In our view, defendant is not liable for the interest charged on ledger balances. Originally, the item was improperly figured at $67,581.04 (Exhibit P-M). It is correctly stated, however, in Exhibit P-G, as amounting to $63,166.12, defendants’ share of which would be $6,316.61. The result was obtained by compounding the interest monthly.

In support of his right to recover the interest, plaintiff’s counsel rely on the articles of the Civil Code (Nos. 1935 to 1938, inclusive). Under article 1939 of the Civil Code, however, plaintiff is clearly not entitled to interest upon interest as charged in the account.

The provision of article 1938 of the Civil Code is that all debts to bear interest from the time they become due.

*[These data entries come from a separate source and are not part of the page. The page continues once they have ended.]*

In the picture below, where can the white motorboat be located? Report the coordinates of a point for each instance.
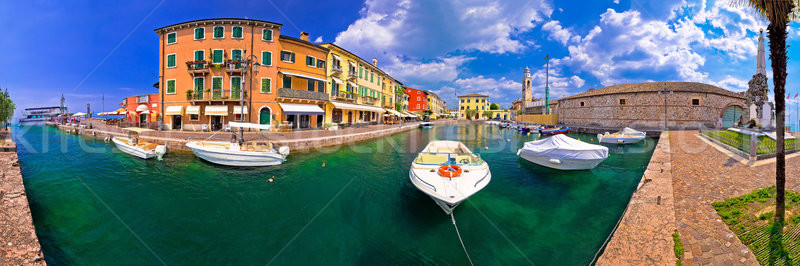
(626, 136)
(239, 153)
(449, 173)
(139, 148)
(563, 153)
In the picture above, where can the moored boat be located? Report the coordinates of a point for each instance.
(240, 153)
(625, 136)
(134, 146)
(554, 131)
(563, 153)
(449, 173)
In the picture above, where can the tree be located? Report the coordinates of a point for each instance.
(779, 13)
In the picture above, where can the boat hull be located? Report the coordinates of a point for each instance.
(617, 140)
(133, 150)
(235, 158)
(561, 164)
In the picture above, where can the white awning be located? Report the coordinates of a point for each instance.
(302, 76)
(173, 110)
(394, 112)
(238, 110)
(216, 110)
(193, 110)
(359, 107)
(301, 109)
(249, 125)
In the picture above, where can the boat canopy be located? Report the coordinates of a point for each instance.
(249, 125)
(563, 147)
(301, 109)
(631, 131)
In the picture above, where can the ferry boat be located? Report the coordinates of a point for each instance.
(449, 173)
(37, 116)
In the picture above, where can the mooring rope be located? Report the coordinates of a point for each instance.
(460, 240)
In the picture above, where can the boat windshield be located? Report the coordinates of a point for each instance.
(452, 158)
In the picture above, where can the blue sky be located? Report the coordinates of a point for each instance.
(85, 49)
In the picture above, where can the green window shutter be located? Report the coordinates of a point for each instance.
(171, 60)
(217, 56)
(170, 86)
(266, 86)
(266, 35)
(266, 58)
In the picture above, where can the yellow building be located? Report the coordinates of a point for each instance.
(436, 105)
(354, 89)
(473, 101)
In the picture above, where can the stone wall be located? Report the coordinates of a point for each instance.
(646, 110)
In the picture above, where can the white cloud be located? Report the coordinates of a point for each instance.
(557, 32)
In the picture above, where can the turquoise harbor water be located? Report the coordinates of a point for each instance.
(92, 204)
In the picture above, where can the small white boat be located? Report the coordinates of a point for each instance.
(563, 153)
(449, 173)
(140, 148)
(239, 153)
(626, 136)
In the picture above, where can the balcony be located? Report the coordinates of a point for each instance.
(197, 67)
(238, 66)
(289, 93)
(216, 95)
(336, 70)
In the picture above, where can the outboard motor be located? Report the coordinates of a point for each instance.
(283, 150)
(160, 151)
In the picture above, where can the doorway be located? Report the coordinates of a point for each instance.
(216, 123)
(176, 122)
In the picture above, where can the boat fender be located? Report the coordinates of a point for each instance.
(160, 151)
(283, 150)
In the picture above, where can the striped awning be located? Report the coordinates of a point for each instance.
(216, 110)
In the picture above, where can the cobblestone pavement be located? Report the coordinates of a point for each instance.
(703, 175)
(17, 234)
(644, 236)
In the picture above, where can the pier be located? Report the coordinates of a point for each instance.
(20, 245)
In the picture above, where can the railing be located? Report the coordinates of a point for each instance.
(199, 66)
(302, 94)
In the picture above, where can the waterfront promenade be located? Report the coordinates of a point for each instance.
(297, 140)
(701, 175)
(20, 245)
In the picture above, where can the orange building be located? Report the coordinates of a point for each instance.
(302, 78)
(142, 110)
(203, 73)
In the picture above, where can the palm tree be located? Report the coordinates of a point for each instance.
(779, 13)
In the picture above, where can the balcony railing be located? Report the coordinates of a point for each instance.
(336, 70)
(216, 95)
(238, 65)
(290, 93)
(197, 67)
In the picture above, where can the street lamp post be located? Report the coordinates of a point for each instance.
(249, 64)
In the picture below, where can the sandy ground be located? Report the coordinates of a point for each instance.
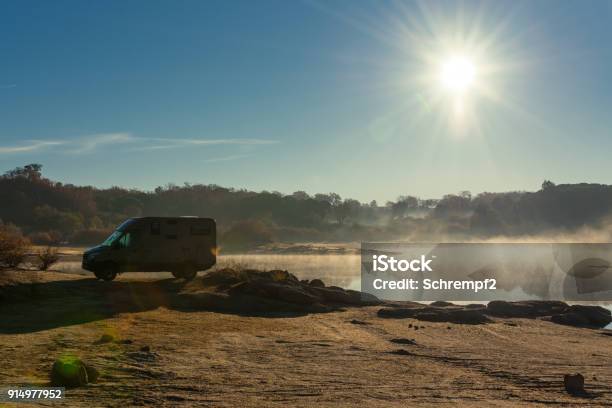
(344, 358)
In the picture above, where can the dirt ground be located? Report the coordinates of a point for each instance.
(199, 357)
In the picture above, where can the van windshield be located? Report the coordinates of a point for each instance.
(112, 238)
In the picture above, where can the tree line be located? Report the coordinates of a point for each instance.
(52, 212)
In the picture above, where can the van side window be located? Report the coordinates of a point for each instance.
(125, 240)
(200, 229)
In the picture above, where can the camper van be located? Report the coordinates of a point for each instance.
(181, 245)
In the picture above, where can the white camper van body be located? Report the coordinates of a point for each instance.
(181, 245)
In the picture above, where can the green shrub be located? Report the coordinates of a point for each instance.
(13, 246)
(47, 257)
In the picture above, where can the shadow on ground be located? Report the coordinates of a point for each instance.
(33, 306)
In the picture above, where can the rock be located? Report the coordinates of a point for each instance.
(105, 338)
(475, 306)
(274, 290)
(92, 373)
(401, 352)
(281, 286)
(570, 319)
(360, 322)
(72, 372)
(574, 384)
(525, 309)
(595, 315)
(317, 283)
(437, 314)
(441, 303)
(403, 341)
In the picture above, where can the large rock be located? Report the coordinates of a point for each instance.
(289, 293)
(574, 383)
(72, 372)
(595, 315)
(525, 309)
(458, 315)
(279, 285)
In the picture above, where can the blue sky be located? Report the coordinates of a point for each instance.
(306, 95)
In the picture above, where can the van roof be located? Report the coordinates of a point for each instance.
(172, 218)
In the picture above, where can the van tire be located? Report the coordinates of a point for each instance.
(107, 273)
(189, 272)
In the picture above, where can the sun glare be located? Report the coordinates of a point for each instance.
(457, 74)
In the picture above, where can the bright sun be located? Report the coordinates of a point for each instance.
(457, 74)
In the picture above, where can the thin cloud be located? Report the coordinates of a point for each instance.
(167, 143)
(31, 146)
(92, 143)
(226, 158)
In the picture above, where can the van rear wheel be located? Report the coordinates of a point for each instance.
(189, 273)
(108, 273)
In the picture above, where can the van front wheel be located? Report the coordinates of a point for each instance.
(189, 273)
(186, 272)
(107, 273)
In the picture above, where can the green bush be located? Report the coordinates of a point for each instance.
(13, 246)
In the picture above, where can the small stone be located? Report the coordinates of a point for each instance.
(105, 338)
(574, 383)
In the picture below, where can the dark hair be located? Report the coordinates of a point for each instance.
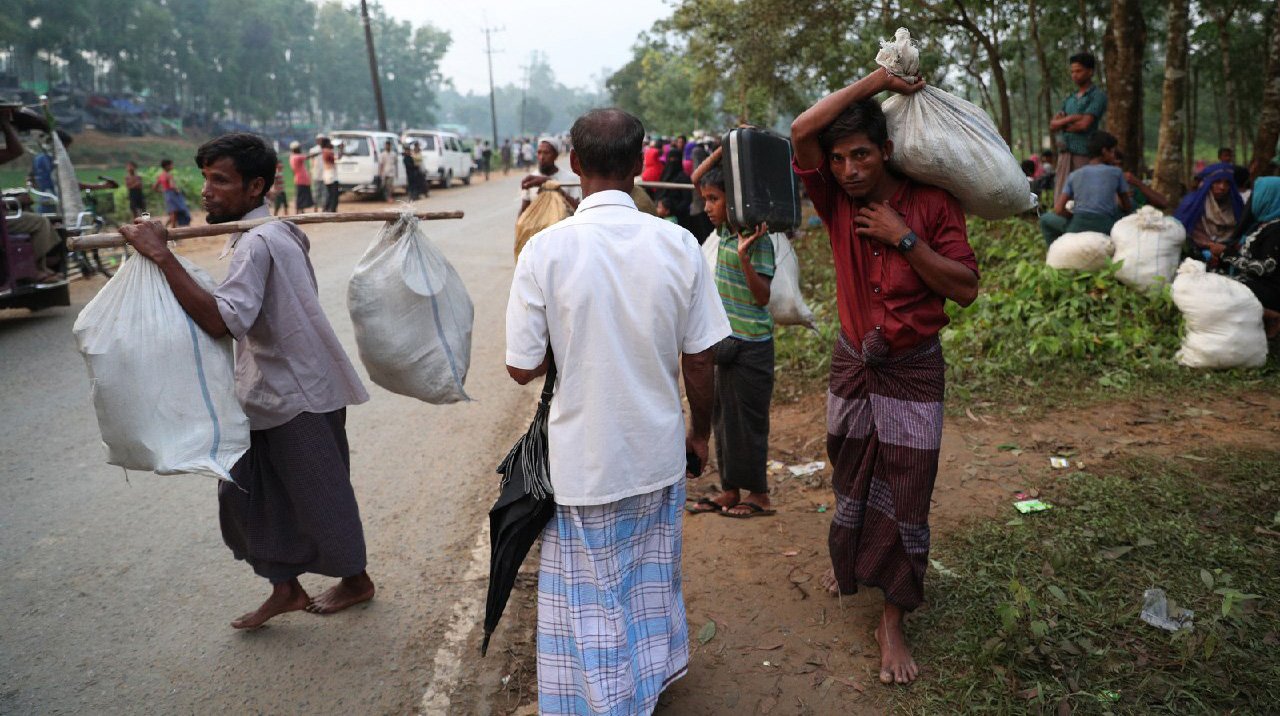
(607, 142)
(714, 177)
(1100, 142)
(859, 118)
(251, 155)
(1084, 59)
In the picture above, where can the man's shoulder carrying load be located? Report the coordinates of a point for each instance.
(945, 141)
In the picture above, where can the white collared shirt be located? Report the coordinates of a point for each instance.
(618, 296)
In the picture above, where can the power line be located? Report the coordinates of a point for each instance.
(493, 104)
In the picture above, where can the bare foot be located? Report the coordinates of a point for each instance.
(896, 662)
(830, 583)
(284, 597)
(348, 592)
(758, 498)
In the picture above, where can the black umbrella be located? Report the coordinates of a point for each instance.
(525, 505)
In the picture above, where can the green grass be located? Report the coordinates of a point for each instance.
(1028, 612)
(1036, 337)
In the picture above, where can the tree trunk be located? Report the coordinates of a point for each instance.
(1046, 73)
(1224, 48)
(1269, 117)
(1124, 45)
(1173, 110)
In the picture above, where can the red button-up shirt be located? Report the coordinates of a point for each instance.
(876, 287)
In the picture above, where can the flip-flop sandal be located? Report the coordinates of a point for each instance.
(753, 510)
(703, 506)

The original petition in this case failed to allege any specific amount of indebtedness to be due by defendant, and failed also- to pray for a judgment against him in any specific amount; the prayer was for maintenance of the writ of attachment and for an order directing the garnishee to pay to petitioner all sums held in its hands for account of defendant. Although the petition was filed November 17, 1920, it was not until April, 1921, that a statement of the expenses claimed was rendered by plaintiff to the representative of defendant. This statement was so incomplete and erroneous that plaintiff’s representative advised defendant’s representative to disregard it. It was not until an audit of plaintiff’s books was had in October and November, 1921, that a statement upon which a possible settlement could have been made was furnished defendant. Prior to that time, defendant certainly cannot be said to have been in default, and interest only began to run, if at all, from that date. Burton v. Chaney, 3 La. Ann. 338. Defendant was not obligated to pay plaintiff any amount until this amount was ascertained. Borah & Landen v. O’Niell, 121 La. 733, 46 South. 788. Interest is not allowable on an unliquidated demand upon an implied contract. Merchants’ Collection Agency v. Gopcevic, 23 Cal. App. 216, 137 Pac. 609; Geohegan v. Union El. R. Co., 266 Ill. 482, 107 N. E. 786, Ann. Cas. 1916B, 762; also, American-Hawaiian Engineering & Const. Co. v. Butler, 17 Cal. App. 764, 121 Pac. 709.

The district court allowed interest only from the date of its judgment. We think this was a correct ruling under the circumstances of this case, and especially in view *1092of the fact that no demand for interest is contaihed in the prayers of the original or supplemental petitions filed by plaintiff.

For the reasons assigned, it is therefore ordered, adjudged, and decreed that, in so far as it dismisses plaintiff’s demands for supervisory charges as in case of nonsuit, the judgment appealed from is set aside; it is further ordered, adjudged, and decreed that said judgment be amended by increasing the amount, of the recovery allowed plaintiff therein against Mrs. Pearl R. Wright, executrix of O. A. Wright, defendant, and the Standard Oil Company of Louisiana, garnishee, from $44,098.47 to $70,822.36; in all other respects the. said judgment is affirmed. Costs of appeal to be paid by defendant.

Rehearing denied,by Division C, composed of OVERTON, ST. PAUL, and THOMPSON, JJ.